Video surveillance can complement devices such as smoke detectors to verify fire alarms so firefighters will not be needlessy dispatched in the case of a false alarm.
©iStockpoto.com/ Lasse Kristensen
Fire, security, video and building automation technologies are slowly but surely converging. One example of this involves the mixing and matching of sensor technologies, thus putting the best of both worlds together to create a slew of hybrid product offerings capable of providing more features and benefits than any one of them could possibly provide on its own. Another example involves the use of video surveillance technology as a means of verifying not only burglar alarms but also fire alarm signals.
We'll take a look at some of the ways video technology is being used to offer assistance in detection and verification. We'll also look at a few code considerations based on recent changes in NFPA 72, 2010 Edition.
Video Surveillance Plays Dual Roles
A mere decade ago cameras were only expected to do what cameras do best — show people doing things they're not supposed to. Cameras also made it possible for those in authority to watch such events in real-time from afar. And where it's not possible to be positioned at the head-end to watch a suspect's every move as it happens, cameras enable campus police and security to view relevant video clips at a later time for a variety of purposes.
Probably the most obvious use of video cameras is to verify alarm signals. The value becomes apparent when the dispatch operator decides not to dispatch police, security or firefighters to the location because there's nothing happening. In this case an operator, who has established a connection with one or more cameras in the vicinity of the alarming device, has made a conscious decision not to dispatch based on real-time and recorded video.
Where disptach centers and central stations have the most experience with video verification, of course, is in the area of electronic intrusion detection.
"Video verification allows our central station operators to get a clear picture of what is happening on the protected premise," says Ray Jones, executive assistant, Buckeye Protective Service Inc., Canton, Ohio. "This reduces false alarms, and in most cases provides a faster response from authorities."
In this respect, having an eyewitness to a crime is a benefit. "The responding party knows that you have video verification of an intruder, [so] they know that the chances of it being an actual alarm are very high," Jones adds.

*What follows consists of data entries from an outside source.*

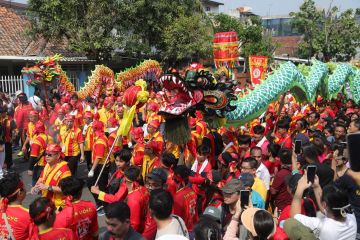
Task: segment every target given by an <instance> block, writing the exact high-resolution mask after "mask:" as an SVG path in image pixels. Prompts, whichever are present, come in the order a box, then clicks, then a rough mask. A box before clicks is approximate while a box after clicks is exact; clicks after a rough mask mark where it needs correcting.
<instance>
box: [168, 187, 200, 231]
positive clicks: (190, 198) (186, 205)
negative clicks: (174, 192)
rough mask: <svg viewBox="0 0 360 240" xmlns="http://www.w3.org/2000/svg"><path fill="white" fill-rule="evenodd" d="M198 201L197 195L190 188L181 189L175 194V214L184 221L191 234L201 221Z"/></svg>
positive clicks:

Where it comes to dispatching firefighters to the scene of a purported fire, having access to a full complement of cameras inside the facility proves to be a definite advantage.
Fire Detection Can Use Video Imaging
Another application for video surveillance cameras involves the actual detection of smoke or the flame of a fire in seconds. This relatively new development is ideal for huge warehouses and other types of structures where conventional detection methods are difficult or impossible to implement.
As you can well imagine, this technology has the potential of turning an entire array of cameras into a fire detection system. Not only do the cameras act as fire detection devices, but the dispatch operators are able to glean additional information through viewing relevant video.
This information can be channeled to security officers, administrators and responding firefighters at a moment's notice.
At the heart of a video-based fire detection system lays a DVR. Unlike a conventional recorder, however, this one carries the necessary listing that says it's fire-related.
Video Fire Detection Basics
Because of the use of DVR-based technology, you have the ability to create a variety of effects. Each camera represents a zone, just as in a conventional fire alarm system. Each zone can be configured to detect a specific type of event or situation. Examples include fire, smoke and motion. Windows can be defined enabling the system to alert personnel when one of the above conditions is met.
Through scheduling, the campus fire officials also can assign days and times during which the system will or will not operate as programmed. This is an ideal way to handle construction zones as well as high activity areas.